The above-quoted reasoning in Hermitage Co. v. Levine (supra) requires also that the computation of damages applies likewise against the plaintiff’s claim for the full rental subject to the offer of an accounting after February 28, 1966, the rule that ‘ ‘ damages, when the time to ascertain them comes ’ ’ requires the same yardstick of $33 per month, regardless of what may happen to the second tenant, for it is the plaintiff who has elected to have the damages ascertained as of the date of the commencement of this action. To allow plaintiff the full rental for the balance of the entire term subject to a subsequent accounting, would in addition to creating another controversy, surely subject defendant to the risk of “ a loss which is wholly disproportionate to the injury” (Pomeroy, Equity Jurisprudence [5th ed.], § 433, p. 207, quoted with approval by the Supreme Court of Florida in Hyman v. Cohen, supra, p. 399) which plaintiff is likely to sustain. A judicial determination should terminate litigation and not serve as a springboard for new controversy.

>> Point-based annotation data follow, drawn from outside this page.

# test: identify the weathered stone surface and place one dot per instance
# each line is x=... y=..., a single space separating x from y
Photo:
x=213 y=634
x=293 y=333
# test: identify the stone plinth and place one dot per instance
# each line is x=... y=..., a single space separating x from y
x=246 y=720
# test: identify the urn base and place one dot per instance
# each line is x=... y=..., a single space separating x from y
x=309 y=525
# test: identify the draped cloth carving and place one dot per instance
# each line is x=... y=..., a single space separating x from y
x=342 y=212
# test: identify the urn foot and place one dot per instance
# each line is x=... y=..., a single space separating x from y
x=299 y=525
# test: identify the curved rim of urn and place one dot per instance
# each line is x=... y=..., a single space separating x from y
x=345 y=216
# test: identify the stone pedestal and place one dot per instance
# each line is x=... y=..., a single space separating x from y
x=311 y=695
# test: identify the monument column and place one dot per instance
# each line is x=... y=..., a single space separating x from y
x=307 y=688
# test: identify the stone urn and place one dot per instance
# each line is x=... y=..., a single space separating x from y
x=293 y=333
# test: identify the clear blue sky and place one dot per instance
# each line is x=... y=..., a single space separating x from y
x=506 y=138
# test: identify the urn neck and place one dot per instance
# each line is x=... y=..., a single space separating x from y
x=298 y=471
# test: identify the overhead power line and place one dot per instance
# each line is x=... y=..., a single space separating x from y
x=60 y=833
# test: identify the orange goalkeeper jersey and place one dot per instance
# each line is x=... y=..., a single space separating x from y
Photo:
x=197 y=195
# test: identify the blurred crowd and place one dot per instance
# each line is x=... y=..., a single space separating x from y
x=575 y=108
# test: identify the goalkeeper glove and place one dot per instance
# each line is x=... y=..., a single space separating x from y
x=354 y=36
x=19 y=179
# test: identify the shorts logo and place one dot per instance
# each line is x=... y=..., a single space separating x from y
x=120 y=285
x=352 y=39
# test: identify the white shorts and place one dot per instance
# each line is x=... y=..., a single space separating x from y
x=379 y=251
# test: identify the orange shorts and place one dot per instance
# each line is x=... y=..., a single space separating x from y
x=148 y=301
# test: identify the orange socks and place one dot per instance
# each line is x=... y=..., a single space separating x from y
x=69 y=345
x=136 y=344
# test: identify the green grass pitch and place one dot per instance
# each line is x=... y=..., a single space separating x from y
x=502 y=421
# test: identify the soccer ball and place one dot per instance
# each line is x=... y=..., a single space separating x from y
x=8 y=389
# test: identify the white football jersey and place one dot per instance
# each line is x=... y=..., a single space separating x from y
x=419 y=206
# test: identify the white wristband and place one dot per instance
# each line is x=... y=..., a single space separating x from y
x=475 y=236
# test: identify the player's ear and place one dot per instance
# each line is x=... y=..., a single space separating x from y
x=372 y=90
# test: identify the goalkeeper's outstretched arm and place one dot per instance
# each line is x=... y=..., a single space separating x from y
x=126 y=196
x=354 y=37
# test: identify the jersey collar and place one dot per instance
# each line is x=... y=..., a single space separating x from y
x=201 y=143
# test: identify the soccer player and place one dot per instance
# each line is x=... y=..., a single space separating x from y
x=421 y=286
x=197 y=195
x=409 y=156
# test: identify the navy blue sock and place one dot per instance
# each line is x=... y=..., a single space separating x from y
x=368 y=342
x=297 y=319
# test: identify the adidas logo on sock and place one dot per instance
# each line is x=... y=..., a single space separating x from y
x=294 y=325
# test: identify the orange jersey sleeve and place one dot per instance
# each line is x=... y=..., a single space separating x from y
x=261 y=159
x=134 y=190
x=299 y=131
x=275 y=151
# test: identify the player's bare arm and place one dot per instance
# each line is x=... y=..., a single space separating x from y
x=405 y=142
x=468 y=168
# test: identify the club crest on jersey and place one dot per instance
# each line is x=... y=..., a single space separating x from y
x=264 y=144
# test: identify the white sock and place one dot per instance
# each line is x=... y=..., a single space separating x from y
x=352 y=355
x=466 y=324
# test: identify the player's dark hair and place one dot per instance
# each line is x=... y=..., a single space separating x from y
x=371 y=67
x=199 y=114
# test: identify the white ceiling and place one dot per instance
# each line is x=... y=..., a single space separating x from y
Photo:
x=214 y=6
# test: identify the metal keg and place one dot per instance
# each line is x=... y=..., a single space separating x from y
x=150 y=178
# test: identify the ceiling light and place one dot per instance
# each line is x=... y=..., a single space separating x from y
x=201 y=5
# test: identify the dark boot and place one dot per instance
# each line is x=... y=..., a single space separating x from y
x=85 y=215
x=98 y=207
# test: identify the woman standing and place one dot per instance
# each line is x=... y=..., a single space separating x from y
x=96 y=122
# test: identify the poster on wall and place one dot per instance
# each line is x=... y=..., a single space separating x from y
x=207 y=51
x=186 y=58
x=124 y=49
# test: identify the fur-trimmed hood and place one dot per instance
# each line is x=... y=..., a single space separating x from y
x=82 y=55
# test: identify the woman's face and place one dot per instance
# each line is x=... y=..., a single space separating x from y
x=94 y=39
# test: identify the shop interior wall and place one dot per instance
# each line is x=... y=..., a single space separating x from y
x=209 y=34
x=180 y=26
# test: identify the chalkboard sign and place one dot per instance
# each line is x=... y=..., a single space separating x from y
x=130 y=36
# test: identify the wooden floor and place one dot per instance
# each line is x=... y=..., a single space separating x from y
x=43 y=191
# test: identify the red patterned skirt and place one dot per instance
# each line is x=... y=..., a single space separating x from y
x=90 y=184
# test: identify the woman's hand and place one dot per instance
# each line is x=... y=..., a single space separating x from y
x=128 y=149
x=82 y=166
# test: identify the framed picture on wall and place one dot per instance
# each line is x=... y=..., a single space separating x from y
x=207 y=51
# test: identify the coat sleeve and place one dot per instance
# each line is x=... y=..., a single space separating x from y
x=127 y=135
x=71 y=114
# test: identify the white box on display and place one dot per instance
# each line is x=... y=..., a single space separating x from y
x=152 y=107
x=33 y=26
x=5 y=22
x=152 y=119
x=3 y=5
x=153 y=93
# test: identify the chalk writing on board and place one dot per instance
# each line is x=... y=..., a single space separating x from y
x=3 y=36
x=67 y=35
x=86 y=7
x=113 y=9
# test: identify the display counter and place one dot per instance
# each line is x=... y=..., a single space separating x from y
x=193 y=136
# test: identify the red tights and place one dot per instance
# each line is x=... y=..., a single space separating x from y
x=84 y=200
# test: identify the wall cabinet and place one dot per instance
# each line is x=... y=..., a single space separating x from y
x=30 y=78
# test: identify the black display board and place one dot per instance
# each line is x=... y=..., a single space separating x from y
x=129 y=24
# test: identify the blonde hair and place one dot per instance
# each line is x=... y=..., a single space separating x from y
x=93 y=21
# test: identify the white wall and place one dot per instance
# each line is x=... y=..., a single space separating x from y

Defendant’s contention that plaintiff had breached a provision of the subject lease by reletting to a doctor of medicine would seem to be without merit for the reason that the purpose of that provision had evaporated with the defendant’s abandonment of the leased premises.

The prepayment by defendant of the rent for the 58th, 59th and 60th months requires no attention herein, as neither party has gained or suffered therefrom.

No other claim has been advanced by plaintiff concerning damage sustained as a result of defendant’s wrongful breach.

Accordingly, summary judgment is granted in favor of the plaintiff as set forth above.